Начиная съ XVII вѣка потокъ ссыльныхъ, направлявшихся въ Сибирь, никогда не прерывалъ своего теченія. Въ первые же годы въ Пелымъ ссылаются жители Углича, вмѣстѣ со своимъ колоколомъ, который билъ въ набатъ, когда разнеслась вѣсть, что царевичъ Димитрій предательски убитъ по приказу Бориса Годунова. И люди, и колоколъ были сосланы въ глухую деревушку на окраинѣ тундры. И у людей и у колокола были вырваны языки и оторваны уши. Позднѣе вслѣдъ за ними идетъ безконечный рядъ раскольниковъ, взбунтовавшихся противъ аристократическихъ нововведеній Никона въ управленіе церковью.
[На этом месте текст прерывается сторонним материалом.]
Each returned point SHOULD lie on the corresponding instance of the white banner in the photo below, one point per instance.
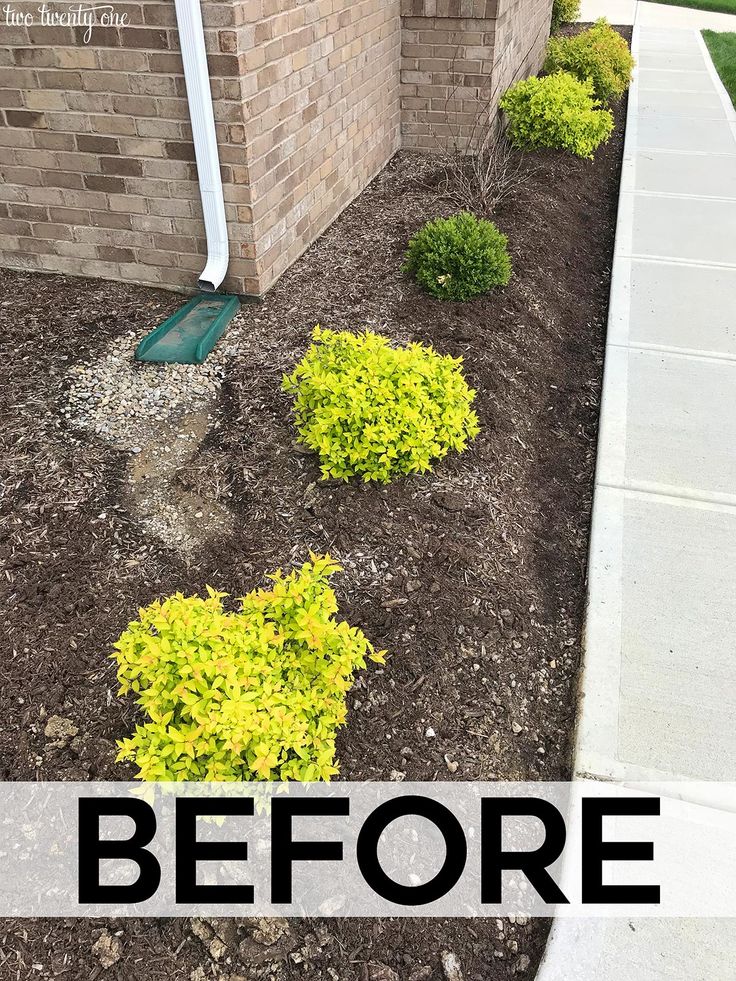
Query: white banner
(368, 849)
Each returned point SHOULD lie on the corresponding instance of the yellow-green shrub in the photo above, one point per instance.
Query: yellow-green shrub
(257, 694)
(599, 54)
(564, 12)
(556, 111)
(378, 411)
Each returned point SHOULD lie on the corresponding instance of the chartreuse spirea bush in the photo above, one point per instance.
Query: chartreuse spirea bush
(458, 258)
(564, 12)
(376, 411)
(557, 112)
(256, 694)
(599, 54)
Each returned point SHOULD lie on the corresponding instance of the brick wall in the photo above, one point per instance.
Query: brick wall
(459, 57)
(324, 117)
(96, 161)
(97, 173)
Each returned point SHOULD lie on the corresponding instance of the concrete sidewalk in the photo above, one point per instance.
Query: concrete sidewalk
(658, 688)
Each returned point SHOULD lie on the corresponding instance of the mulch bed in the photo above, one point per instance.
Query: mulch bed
(471, 577)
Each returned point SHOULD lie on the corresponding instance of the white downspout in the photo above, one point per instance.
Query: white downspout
(199, 97)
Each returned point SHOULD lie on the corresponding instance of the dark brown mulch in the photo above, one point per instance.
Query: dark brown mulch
(472, 577)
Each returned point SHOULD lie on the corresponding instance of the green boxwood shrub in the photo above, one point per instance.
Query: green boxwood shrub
(378, 411)
(252, 695)
(556, 111)
(564, 12)
(458, 258)
(599, 54)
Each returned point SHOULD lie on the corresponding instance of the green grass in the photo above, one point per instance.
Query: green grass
(722, 49)
(716, 6)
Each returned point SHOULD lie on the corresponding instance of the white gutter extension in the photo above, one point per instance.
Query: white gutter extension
(199, 97)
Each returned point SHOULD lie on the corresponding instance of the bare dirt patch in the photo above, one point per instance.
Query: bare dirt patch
(472, 577)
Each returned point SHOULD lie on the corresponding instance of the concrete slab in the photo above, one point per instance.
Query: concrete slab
(653, 80)
(694, 134)
(658, 684)
(655, 949)
(674, 18)
(653, 16)
(680, 432)
(667, 307)
(678, 671)
(671, 61)
(685, 173)
(701, 231)
(702, 105)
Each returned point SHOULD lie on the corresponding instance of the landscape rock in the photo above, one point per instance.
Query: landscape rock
(382, 972)
(60, 731)
(451, 966)
(107, 949)
(522, 964)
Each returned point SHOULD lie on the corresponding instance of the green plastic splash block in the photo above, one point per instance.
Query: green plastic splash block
(188, 335)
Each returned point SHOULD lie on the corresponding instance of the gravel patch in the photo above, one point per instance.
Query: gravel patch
(116, 397)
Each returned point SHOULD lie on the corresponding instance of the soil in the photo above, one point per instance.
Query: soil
(471, 577)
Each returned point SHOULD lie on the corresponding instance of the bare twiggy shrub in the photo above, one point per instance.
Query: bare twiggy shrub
(481, 167)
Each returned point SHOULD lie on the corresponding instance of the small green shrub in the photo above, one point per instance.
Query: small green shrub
(458, 258)
(373, 410)
(600, 54)
(253, 695)
(556, 111)
(564, 12)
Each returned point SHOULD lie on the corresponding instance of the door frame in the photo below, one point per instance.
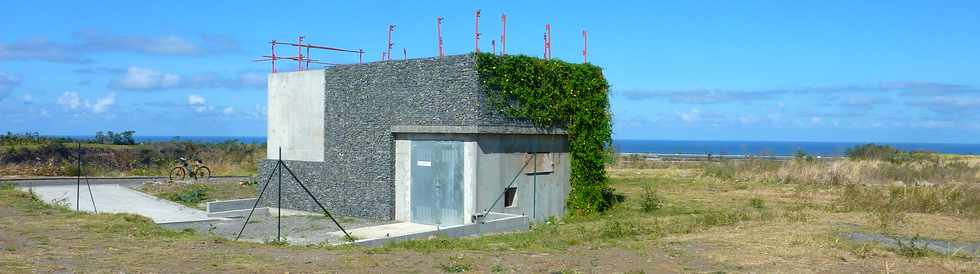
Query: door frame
(402, 170)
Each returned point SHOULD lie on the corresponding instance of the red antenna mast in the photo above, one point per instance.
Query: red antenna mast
(439, 31)
(476, 33)
(299, 49)
(503, 34)
(547, 41)
(391, 28)
(585, 48)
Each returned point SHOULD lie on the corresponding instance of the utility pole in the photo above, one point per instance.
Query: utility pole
(585, 47)
(476, 33)
(391, 28)
(503, 34)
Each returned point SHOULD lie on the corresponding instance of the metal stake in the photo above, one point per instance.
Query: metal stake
(78, 180)
(318, 202)
(267, 181)
(279, 203)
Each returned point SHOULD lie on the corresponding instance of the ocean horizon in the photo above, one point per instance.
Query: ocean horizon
(702, 147)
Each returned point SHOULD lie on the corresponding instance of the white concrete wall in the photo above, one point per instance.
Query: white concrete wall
(403, 176)
(296, 108)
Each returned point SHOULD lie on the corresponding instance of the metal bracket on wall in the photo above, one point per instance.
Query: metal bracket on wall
(279, 166)
(481, 216)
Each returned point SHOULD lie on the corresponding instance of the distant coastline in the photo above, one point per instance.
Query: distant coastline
(775, 148)
(678, 147)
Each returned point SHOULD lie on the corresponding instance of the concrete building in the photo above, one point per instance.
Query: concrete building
(413, 141)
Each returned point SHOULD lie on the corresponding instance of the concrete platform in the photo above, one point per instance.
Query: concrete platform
(388, 230)
(114, 198)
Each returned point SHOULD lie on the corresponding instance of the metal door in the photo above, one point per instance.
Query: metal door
(437, 182)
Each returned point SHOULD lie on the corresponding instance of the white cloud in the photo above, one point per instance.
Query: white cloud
(198, 103)
(137, 78)
(88, 42)
(27, 98)
(70, 99)
(690, 116)
(102, 104)
(748, 119)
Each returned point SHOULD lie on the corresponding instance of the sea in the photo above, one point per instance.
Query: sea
(676, 147)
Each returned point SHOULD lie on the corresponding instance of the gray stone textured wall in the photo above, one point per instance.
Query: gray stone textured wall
(363, 103)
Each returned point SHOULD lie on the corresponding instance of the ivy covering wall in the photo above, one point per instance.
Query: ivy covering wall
(553, 93)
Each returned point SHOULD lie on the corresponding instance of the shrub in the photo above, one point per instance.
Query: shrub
(194, 194)
(556, 94)
(650, 200)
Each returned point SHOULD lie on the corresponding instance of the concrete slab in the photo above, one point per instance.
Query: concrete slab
(387, 230)
(119, 199)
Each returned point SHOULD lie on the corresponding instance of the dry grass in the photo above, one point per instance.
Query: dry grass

Тѣ изъ нихъ, которые не погибли во время массового избіенія въ Россіи, шли населять сибирскія пустыни. За ними вскорѣ послѣдовали массы крѣпостныхъ, пытавшіяся сбросить недавно наложенное на нихъ ярмо; вожди московской черни, взбунтовавшейся противъ боярскаго правленія; стрѣльцы, возставшіе противъ всесокрушающаго деспотизма Петра I; украинцы, боровшіеся за автономію своей родины и ея древнія учрежденія; представители различныхъ народностей, не хотѣвшихъ подчиниться игу возникающей имперіи; поляки, ссылаемые десятками тысячъ одновременно послѣ каждой неудачной попытки возстанія и сотнями ежегодно за проявленія неумѣстнаго, по мнѣнію русскаго правительства «патріотизма». Наконецъ, позднѣе, сюда попадаютъ всѣ тѣ, кого Россія боится держать въ своихъ городахъ и деревняхъ — убійцы и просто бродяги, раскольники и непокорные, воры и бѣдняки, которые не въ состояніи заплатить за свой паспортъ; крѣпостные, навлекшіе на себя неудовольствіе господъ; еще позднѣе, «вольные крестьяне», не угодившіе какому-нибудь исправнику или не смогшіе заплатить растущихъ съ каждымъ годомъ податей, — всѣ они идутъ умирать въ мерзлыхъ болотахъ, непроходимой тайгѣ, мрачныхъ рудникахъ. И этотъ потокъ течетъ неудержимо до нашихъ дней, увеличиваясь въ устрашающей пропорціи. Въ началѣ настоящаго столѣтія въ Сибирь ссылалось отъ 7000 до 8000 человѣкъ; теперь, въ концѣ столѣтія, ссылка возросла до 19000 — 20000 въ годъ, не считая такихъ годовъ, когда цифра эта почти удваивалась, какъ это было, напр., вслѣдъ за послѣднимъ польскимъ возстаніемъ; такимъ образомъ, начиная съ 1823 года (когда впервые завели статистику ссыльныхъ) въ Сибирь попало болѣе 700000 человѣкъ.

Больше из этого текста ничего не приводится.